Calibration and application of ductile fracture criterion under non-proportional loading condition

Two series of experiments were designed and carried out to evaluate the performance of the selected ductile fracture criterion, of which one is the experiments under monotonic loading conditions and the other is the experiments under non-proportional loading conditions. Combined with parallel numerical simulations, the experiments under monotonic loading conditions were utilized to identify the parameters of the fracture criterion with two calibration methods, a conditional one applying several experiments to calculate material constants and an optimization one of surface fitting. The prediction accuracy of fracture related state variables by using the ductile fracture criterion with different calibration methods in regard of the experimental results were estimated.

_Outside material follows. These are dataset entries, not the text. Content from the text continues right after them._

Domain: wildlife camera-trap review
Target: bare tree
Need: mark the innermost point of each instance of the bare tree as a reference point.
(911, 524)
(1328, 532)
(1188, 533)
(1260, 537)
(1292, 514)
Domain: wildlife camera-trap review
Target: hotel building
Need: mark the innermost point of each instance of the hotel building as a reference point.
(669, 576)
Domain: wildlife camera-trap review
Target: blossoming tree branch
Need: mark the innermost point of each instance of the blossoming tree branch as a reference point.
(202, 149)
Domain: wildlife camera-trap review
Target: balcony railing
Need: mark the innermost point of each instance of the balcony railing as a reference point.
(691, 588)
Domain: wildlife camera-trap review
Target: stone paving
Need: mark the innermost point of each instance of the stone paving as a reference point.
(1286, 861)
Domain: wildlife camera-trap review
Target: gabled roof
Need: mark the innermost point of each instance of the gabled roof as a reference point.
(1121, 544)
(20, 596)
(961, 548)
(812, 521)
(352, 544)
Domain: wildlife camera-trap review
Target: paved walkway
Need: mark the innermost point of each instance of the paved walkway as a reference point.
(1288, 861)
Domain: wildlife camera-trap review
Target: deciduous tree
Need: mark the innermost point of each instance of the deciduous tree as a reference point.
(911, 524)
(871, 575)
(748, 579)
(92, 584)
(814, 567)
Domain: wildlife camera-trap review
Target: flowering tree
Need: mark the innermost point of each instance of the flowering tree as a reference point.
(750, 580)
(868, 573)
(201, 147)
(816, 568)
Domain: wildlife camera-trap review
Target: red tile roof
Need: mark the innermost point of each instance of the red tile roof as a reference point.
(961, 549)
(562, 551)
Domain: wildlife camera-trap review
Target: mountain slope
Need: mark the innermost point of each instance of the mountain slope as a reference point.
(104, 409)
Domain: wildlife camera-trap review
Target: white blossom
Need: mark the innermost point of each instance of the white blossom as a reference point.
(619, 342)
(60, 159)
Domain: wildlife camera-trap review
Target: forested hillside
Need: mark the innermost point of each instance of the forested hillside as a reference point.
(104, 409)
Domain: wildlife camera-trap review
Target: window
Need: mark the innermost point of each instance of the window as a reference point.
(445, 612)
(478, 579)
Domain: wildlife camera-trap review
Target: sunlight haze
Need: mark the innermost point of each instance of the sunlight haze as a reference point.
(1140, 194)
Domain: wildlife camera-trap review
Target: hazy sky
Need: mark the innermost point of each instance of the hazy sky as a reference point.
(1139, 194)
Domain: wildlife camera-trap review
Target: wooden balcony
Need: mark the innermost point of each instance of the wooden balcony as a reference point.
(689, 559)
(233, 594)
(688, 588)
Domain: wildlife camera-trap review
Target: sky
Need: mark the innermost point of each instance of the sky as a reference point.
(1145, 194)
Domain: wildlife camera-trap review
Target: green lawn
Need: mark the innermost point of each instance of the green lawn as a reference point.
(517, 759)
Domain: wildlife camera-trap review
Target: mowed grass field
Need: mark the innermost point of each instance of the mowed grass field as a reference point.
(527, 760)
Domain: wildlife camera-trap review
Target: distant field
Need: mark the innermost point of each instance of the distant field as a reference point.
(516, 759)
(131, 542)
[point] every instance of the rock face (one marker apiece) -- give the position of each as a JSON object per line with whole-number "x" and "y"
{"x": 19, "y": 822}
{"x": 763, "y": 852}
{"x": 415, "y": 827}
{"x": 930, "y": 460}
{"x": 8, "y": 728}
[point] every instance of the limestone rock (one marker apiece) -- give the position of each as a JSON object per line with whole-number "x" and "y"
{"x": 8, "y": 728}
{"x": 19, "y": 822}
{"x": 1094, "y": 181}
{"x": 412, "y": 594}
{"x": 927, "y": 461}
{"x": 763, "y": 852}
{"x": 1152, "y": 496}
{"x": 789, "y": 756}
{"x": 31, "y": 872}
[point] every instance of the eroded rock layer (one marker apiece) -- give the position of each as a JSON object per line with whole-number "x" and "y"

It could be seen that the calibrated L-H fracture criterion via both calibration methods could be qualified for the evaluation of damage evolution in the experiments under monotonic loading conditions. The addition of pre-torsion on the tension test could shift the fracture initiation point from the center to the outside edge. While for the cases under compression-torsion loading conditions, the situation is not consistent due to the cut-off value of stress traxiality used in L-H fracture criterion. With the increase of the pre-loading amount, the prediction accuracy of the identified fracture criterion deteriorates, which is probably caused by the adoption of invariant model parameters or the error of numerical simulation of strain hardening response based on the assumption of isotropic hardening.